В США Лосев прямыми переводами практически не занимался. Своеобразное исключение составляет лишь его «петербургская поэмка» «Ружье», в которую он включает два небольших фрагмента на английском (первый состоит из восьми, второй – из четырех строк, оба написаны рифмованным пентаметром), снабженных в примечаниях «переводами»[443]. В основу «поэмки» лег исторический анекдот, по воспоминаниям Павла Анненкова вдохновивший Гоголя на написание «Шинели».

Стихотворение насыщенно сносками, словно серьезная научная статья. Большая часть ссылок содержит точные цитаты из текста Анненкова[444]. Ряд комментариев выполнен, скорее, в набоковской манере. Так, например, из первого примечания мы узнаем, что определение жанра «заимствовано у И. Ф. Карамазова». Еще одна сноска сообщает читателю, что места, выделенные курсивом, представляют собой цитаты из произведений других авторов, в числе которых рядом с Пушкиным и Гоголем встречаются имена ленинградских друзей самого автора.

Строки «Ружья», написанные на английском, – единственный поэтический опыт Лосева на иностранном языке, но и его, как явственно следует из контекста, не следует воспринимать серьезно. Русский же перевод этих фрагментов – обычный прозаический подстрочник, выполненный в соответствии с псевдонаучным характером остальных примечаний в стихотворении. Таким образом, автор и в этом случае избегает поэтического перевода.

Свое отношение к различию между оригиналом и переводом Лосев сформулировал в уже упомянутом интервью журналу «Двадцать два»: он выразил желание, чтобы переводы его собственных произведений публиковались с пометкой «из Льва Лосева» или «по мотивам стихотворений Льва Лосева»[445]. Сам он придерживался такого подхода уже в своих ранних откликах на английскую поэзию. Так, своему стихотворению «Норковый ручей» он дал подзаголовок «Подражание Фросту».

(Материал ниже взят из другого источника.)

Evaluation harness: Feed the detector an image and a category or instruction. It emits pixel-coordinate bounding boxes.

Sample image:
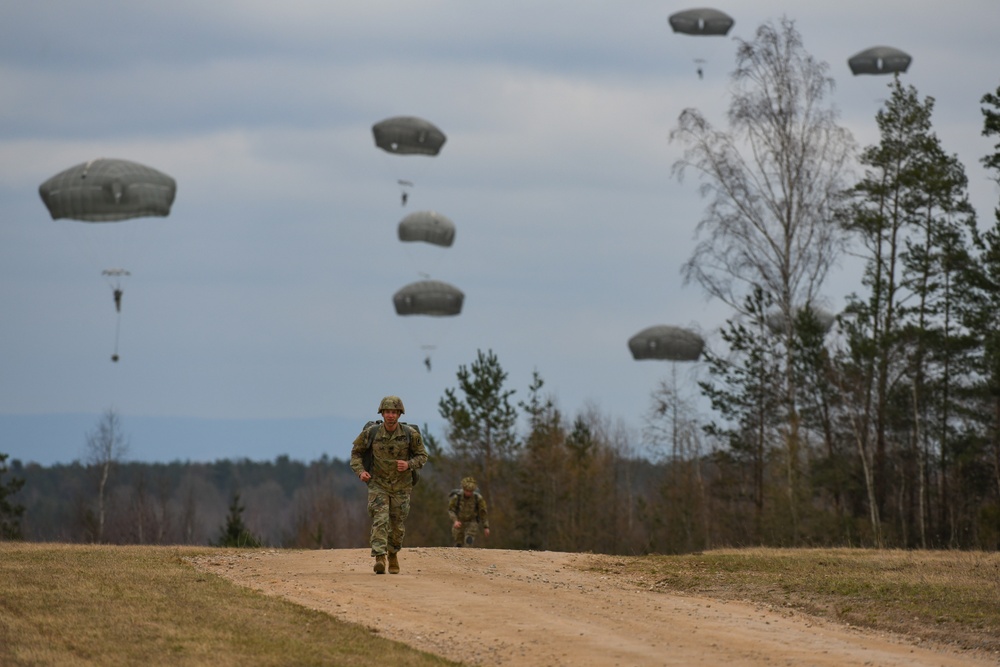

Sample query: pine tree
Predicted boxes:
[215,491,260,549]
[0,453,24,540]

В первых строках «Норкового ручья» с долей иронии перефразирован текст Роберта Фроста «West-Running Brook» («Западный ручей»[446]), однако уже во второй строфе тематический и смысловой центры стихотворения резко смещаются:

– Где север, Леша?

– Север, Нина, там,

 поскольку наш ручей течет на запад.

 День был проглочен с горем пополам,

 не позолочен и ничем не запит,

 и то, что в горле вечером торчит,

 горчит, как будто ты три дня не емши.

 Восходят звезды и ручей ворчит.

– Вообще, согласно Фросту, штат Нью-Хэмпшир

 тем характерен, что его ручьи,

 как правило направлены к востоку[447].

Стихотворение Фроста начинается иначе:

 «Fred, where is north?»

 «North? North is there, my love.

 The brook runs west.»

 «West-running Brook then call it.»

 (West-Running Brook men call it to this day.)

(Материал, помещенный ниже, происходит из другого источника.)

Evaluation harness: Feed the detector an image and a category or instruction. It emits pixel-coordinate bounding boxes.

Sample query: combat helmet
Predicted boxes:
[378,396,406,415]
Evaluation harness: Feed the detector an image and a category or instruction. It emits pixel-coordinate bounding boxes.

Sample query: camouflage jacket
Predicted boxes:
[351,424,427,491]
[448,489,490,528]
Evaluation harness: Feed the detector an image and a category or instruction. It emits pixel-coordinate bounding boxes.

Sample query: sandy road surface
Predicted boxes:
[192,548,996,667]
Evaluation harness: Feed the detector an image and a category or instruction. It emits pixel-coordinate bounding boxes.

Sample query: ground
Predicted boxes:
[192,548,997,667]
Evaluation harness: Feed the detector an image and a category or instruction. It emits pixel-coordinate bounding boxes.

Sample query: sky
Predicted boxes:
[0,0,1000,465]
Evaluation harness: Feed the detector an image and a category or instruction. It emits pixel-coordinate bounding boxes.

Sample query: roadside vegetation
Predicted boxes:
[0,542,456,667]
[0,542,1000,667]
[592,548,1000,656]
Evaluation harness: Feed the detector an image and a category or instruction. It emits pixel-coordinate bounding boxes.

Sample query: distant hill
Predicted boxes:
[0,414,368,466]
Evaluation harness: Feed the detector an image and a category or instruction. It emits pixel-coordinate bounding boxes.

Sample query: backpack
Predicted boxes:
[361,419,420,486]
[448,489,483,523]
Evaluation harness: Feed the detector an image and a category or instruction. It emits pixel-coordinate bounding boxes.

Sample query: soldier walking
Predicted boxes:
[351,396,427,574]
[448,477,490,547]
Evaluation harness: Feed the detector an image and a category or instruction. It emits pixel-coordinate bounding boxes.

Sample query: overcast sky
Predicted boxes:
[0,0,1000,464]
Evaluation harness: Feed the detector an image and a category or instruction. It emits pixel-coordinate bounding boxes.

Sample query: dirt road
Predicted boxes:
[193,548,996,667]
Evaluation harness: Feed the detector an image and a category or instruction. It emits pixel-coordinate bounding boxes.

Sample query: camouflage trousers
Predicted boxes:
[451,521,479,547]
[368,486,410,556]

 «What does it think it’s doing running west

 When all the other country brooks flow east

 To reach the ocean? It must be the brook

 Can trust itself to go by contraries

 The way I can with you – and you with me —

 Because we’re – we’re – I don’t know what we are.

 What are we?»[448]

Вступительные строки у Фроста и Лосева почти идентичны, за тем лишь исключением, что в русской версии фигурирует домашнее имя поэта и его жены. Изменению подверглось название: абстрактный Западный ручей превратился в реальный Норковый («Mink Brook»), действительно протекающий в западном направлении неподалеку от дома, где жили Лосевы. Как отмечали многие комментаторы, в стихах Лосев часто представляет себя в самоуничижительном или ироническом ключе – например, в «Одном дне Льва Владимировича» или не менее известном раннем стихотворении «Левлосев»[449]. Но здесь перед автором стоит другая задача.

Стихотворение Фроста написано традиционным для английской эпической и драматической поэзии нерифмованным пятистопным ямбом. Оно представляет собой диалог семейной пары: начав обсуждать ручей, супруги постепенно переходят к размышлениям о природе и течении времени. «Норковый ручей» тоже написан пятистопным ямбом (уже рифмованным). Но в данном случае перед нами – своеобразный метакомментарий к Фросту и к образу штата Нью-Гэмпшир, возникающему в некоторых его стихотворениях. Ближе к концу текста Лосев возвращается к образу ручья и фростовским мотивам времени и бесконечности:

Там вечно возвращается вода – <…>

Пусть это мимолетно, но всегда… <…>

Так мимо наших дней, трудов, ночей <…>

Таким образом, хотя в центральной части стихотворения Лосев и уходит от главной темы Фроста, близкие к тексту оригинала вступление и заключение отражают его главную мысль.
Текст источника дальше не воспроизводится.